I do not know how many t-shirts I own, because I own so many. Some are in boxes in my mother’s garage in Adelaide, some are in boxes in a storage facility (also in Adelaide), and still others – some on high and some on low rotation – hang in a wardrobe in what is referred to as the spare room, the back room, Matt’s room and Map’s room, again in Adelaide. (My partner’s grandchildren – my step-grandchildren, two and three years old – call me Map.)
This room is in my partner’s home.
One reason I have so many t-shirts is that, having lived through seven summers in a row – southern summer, northern summer, southern, northern, southern, northern, and now southern again – I’ve had constant need of a few t-shirts.
Many of them are Bonds t-shirts, 100% cotton – Bonds is a household name in Australia – and actually made to wear as underclothes but bought by me, and some others, to be worn out, and were originally white. And all of them, the white ones, have been dyed other colours – orange, red, yellow, blue, purple, pink, green, even brown – in different shades and designs, most plain but some quite intricate.
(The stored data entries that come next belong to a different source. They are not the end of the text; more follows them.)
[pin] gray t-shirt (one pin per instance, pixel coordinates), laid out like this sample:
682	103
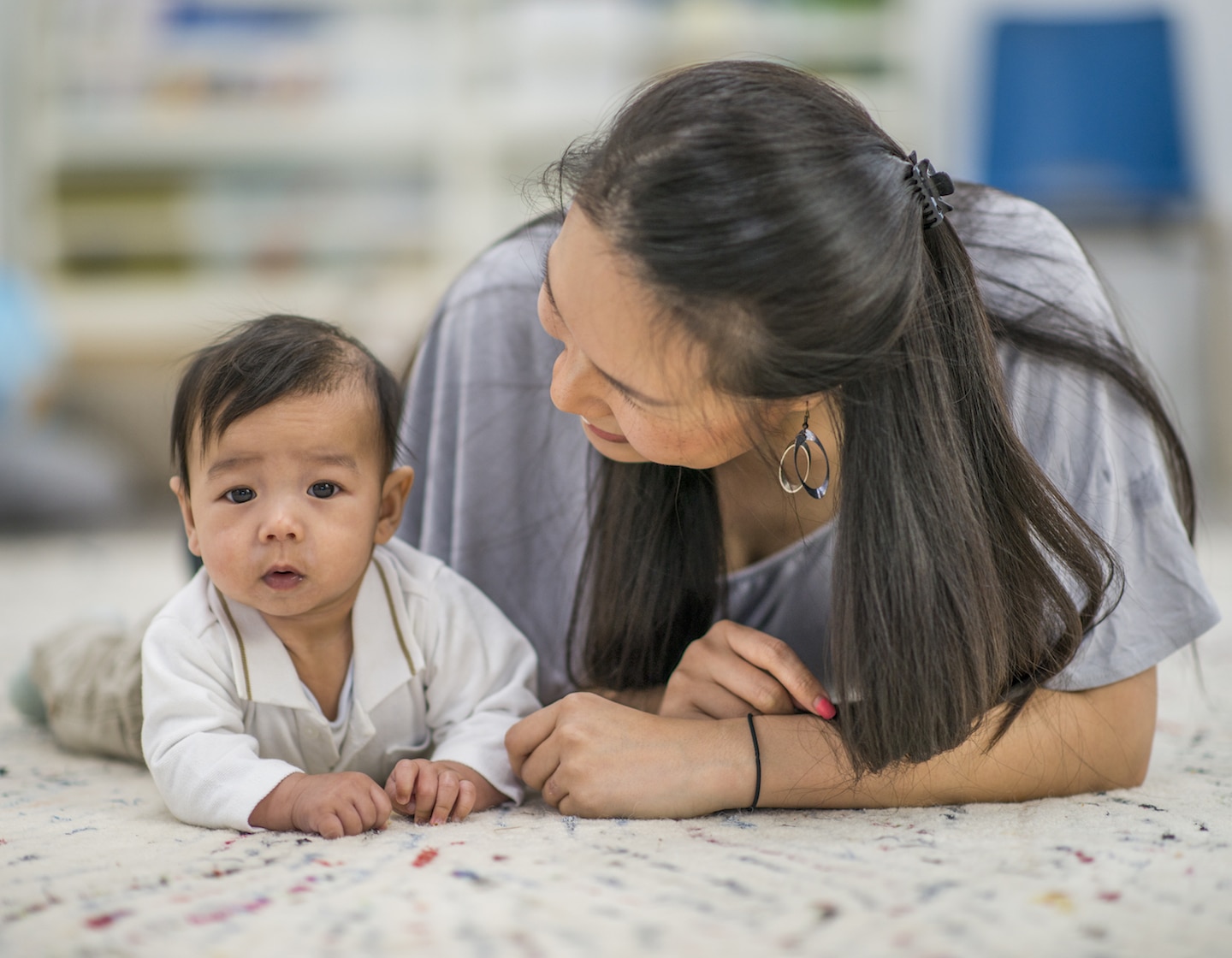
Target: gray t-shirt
503	476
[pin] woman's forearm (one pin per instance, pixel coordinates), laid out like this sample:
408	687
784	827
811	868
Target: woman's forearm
1063	742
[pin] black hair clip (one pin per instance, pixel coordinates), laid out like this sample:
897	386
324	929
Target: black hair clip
930	185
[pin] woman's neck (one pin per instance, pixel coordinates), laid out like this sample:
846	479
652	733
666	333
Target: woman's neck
759	517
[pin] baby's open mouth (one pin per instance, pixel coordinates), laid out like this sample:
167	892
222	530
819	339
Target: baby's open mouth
282	577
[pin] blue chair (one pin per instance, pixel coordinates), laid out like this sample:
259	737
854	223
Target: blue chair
1084	118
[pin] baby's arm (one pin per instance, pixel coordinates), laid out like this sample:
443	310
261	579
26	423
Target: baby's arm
332	806
437	792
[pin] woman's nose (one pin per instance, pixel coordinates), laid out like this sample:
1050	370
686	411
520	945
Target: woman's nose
573	387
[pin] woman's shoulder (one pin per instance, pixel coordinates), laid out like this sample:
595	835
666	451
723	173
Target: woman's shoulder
1027	260
512	265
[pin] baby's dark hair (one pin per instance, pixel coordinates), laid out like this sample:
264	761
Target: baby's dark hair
265	360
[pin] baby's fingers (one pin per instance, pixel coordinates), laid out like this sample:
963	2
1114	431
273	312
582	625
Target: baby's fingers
380	807
330	826
447	795
400	786
425	792
467	795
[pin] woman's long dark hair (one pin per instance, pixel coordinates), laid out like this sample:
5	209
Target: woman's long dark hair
773	218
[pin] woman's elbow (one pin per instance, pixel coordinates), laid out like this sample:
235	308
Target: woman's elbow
1120	720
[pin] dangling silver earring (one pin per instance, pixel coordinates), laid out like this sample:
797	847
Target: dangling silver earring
803	439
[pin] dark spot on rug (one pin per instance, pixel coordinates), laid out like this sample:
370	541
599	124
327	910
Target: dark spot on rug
103	921
424	857
472	877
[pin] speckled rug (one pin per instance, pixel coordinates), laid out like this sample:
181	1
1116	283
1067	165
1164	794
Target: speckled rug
92	863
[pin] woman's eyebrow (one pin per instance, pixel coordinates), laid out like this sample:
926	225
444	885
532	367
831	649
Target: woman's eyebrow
627	389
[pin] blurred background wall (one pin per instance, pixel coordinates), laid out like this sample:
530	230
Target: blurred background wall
171	167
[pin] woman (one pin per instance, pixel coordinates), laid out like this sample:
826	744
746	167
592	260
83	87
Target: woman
845	499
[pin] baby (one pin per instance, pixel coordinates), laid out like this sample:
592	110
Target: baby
316	655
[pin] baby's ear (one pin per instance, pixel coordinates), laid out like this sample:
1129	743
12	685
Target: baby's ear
394	498
190	527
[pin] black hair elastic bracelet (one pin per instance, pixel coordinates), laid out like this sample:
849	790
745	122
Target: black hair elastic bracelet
756	760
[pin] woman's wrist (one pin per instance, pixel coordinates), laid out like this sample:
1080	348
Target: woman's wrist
728	778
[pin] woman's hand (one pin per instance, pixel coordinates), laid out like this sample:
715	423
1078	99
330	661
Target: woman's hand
733	670
594	758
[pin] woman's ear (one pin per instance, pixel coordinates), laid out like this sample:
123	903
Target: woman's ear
190	527
394	498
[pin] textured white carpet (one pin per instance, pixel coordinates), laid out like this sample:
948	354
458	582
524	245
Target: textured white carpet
92	863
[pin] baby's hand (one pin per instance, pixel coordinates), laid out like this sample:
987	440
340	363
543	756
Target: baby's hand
433	792
332	806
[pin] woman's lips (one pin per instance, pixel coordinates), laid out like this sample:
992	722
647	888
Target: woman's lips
601	434
282	579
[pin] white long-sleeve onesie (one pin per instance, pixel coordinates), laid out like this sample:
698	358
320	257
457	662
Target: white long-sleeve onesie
439	672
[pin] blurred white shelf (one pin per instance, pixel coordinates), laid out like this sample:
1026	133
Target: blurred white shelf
228	137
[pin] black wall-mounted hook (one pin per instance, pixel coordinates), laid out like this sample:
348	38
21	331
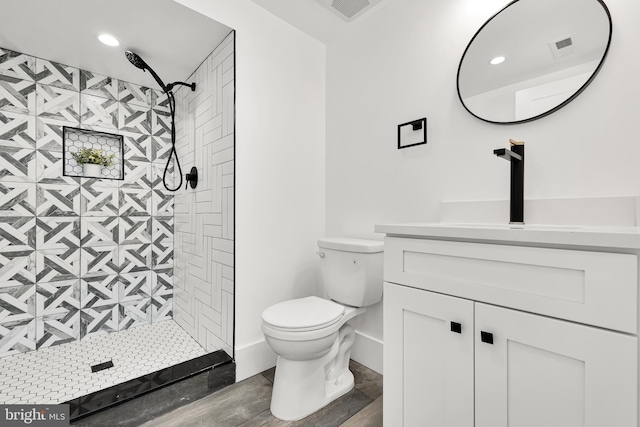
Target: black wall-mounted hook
192	178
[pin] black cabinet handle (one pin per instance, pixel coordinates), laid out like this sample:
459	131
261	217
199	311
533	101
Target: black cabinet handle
456	327
486	337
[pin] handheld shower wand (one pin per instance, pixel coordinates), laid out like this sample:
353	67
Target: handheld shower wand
168	89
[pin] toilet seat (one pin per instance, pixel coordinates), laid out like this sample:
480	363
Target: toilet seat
303	314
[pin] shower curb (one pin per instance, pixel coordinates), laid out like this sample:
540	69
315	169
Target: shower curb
90	404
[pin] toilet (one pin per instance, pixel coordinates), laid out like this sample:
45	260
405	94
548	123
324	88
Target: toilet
312	336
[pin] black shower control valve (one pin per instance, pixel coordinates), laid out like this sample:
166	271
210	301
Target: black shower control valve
456	327
191	178
486	337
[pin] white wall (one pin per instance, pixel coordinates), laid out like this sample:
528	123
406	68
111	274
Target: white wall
280	167
400	64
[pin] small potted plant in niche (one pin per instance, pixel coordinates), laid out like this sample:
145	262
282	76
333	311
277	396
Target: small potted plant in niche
93	160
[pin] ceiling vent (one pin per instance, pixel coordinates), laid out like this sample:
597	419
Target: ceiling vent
349	9
562	47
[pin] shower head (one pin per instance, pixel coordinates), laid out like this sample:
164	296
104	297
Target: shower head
138	62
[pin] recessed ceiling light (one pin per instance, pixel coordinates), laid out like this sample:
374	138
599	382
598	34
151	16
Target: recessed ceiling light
108	39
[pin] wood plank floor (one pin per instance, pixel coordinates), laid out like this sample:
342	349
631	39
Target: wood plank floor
247	403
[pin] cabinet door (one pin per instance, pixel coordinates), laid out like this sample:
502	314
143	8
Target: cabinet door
541	371
428	368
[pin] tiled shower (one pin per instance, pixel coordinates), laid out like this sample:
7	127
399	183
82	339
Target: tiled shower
81	258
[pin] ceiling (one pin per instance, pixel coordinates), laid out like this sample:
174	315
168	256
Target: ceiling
311	17
171	38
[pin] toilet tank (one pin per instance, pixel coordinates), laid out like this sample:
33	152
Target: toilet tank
351	270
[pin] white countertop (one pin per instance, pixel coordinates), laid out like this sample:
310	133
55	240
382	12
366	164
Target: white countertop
607	237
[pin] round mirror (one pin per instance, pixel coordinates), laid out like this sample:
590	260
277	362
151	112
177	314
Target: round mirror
532	58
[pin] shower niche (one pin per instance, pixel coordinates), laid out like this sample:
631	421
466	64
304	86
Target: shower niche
110	145
110	269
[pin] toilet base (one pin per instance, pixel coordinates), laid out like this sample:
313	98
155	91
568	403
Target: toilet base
300	388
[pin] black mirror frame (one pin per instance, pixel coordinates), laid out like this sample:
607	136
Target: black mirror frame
559	106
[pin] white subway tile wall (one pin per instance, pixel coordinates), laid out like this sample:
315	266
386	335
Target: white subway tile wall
204	217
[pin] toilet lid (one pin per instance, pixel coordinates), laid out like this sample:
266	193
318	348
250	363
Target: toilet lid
303	313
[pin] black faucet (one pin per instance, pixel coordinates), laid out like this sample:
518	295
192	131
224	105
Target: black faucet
516	156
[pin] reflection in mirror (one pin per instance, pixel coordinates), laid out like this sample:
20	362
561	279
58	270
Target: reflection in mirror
532	58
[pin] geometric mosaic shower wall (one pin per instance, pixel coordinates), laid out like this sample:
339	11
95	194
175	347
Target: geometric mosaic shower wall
79	256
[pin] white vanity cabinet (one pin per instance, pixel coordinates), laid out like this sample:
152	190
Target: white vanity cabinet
507	334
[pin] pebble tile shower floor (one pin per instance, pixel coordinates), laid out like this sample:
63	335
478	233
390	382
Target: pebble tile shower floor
61	373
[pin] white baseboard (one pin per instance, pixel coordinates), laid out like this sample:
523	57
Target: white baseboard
258	356
253	359
367	351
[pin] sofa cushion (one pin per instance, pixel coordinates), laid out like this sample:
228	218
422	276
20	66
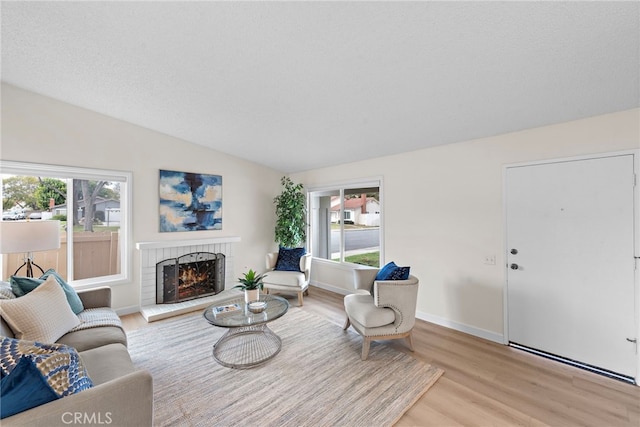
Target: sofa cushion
42	315
23	285
36	373
86	339
107	363
289	259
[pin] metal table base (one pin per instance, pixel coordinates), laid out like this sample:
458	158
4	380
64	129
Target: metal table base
247	346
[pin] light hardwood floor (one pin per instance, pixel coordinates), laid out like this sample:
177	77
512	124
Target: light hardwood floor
488	384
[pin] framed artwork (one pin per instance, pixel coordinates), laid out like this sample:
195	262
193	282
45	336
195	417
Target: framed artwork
190	201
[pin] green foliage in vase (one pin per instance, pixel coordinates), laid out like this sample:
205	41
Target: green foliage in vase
291	215
250	281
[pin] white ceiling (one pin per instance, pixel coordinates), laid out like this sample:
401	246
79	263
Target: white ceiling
301	85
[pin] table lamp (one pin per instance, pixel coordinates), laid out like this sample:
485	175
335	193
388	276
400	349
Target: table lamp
29	237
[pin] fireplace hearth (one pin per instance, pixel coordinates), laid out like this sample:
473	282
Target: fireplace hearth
190	276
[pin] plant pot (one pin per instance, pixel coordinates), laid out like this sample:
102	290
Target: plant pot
251	295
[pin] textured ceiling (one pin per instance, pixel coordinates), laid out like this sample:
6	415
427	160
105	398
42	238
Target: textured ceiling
301	85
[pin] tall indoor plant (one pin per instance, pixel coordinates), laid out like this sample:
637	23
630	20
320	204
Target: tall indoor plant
291	215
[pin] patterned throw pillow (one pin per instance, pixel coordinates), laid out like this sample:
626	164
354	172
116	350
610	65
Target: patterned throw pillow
41	315
289	259
23	285
34	373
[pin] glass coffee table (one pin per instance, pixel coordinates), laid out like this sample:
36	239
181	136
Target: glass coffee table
248	341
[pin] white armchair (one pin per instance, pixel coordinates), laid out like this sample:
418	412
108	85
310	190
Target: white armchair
381	309
287	281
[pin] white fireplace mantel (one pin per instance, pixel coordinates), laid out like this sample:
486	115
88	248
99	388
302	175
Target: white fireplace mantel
190	242
153	252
They take the dye perfectly.
I’ve been dyeing for years. It’s a shortcut to creativity and it’s almost instant – truly, you just add water! – and on a day that’s dry and windy enough, the t-shirt is dyed, washed, and on the street in just a few hours. (Once, years ago, I almost blew up my parents’ new verandah following my dyeing muse, but that, leider, is another story.)
In Australia I favour Dylon dyes – an hour in hot, hot tap water, stirred a lot with added salt – and in Germany I favour Simplicol dyes, some of which I even ordered over the internet, auf Deutsch, which was risky. (What happens if I misunderstood the German and ordered a truckload of dye? I also first did this Deutsch internet-ordering while in Australia, so that they would arrive soon after I re-arrived in Berlin … again.)
These Simplicol dyes I’ve used in the frontloading washing machine, water as hot as possible, with lots of salt, and a bleach chaser. (The chaser is for the washing machine, not for the t-shirt or even for me.)
What I love most about these German dye-jobs is (1) there is a large range of colours to choose from, especially on the internet, and (2) I never look like anyone else in Germany when I wear them because they’re Bonds t-shirts, posted or shipped from Australia. So I can swan about Berlin feeling unique and gorgeous – few, few people in Germany wear anything more than dull, dull colours – and when back in Australia, I can swan around telling people I’m wearing t-shirts dyed using German dyes – deutsche Farben – on an Australian canvas (which is not just the t-shirt, but also me).
Some of these t-shirts are true trans-global warriors, having crossed between Australia and Germany and Australia and Germany a few times now.
I love them all, international trendsetters, beacons of colour – and I hope some style – especially on days when I, and perhaps others, need a colour boost.
I am often complimented on these t-shirts, in both countries, because some of them really are show-stoppers, blocks of rioting colour, tight and slutty.
And whichever country I’m in – Germany or Australia – they connect me to the one where I’m not.
And I love the idea that multiculturalism – or is it duoculturalism? – is alive and well and on my back.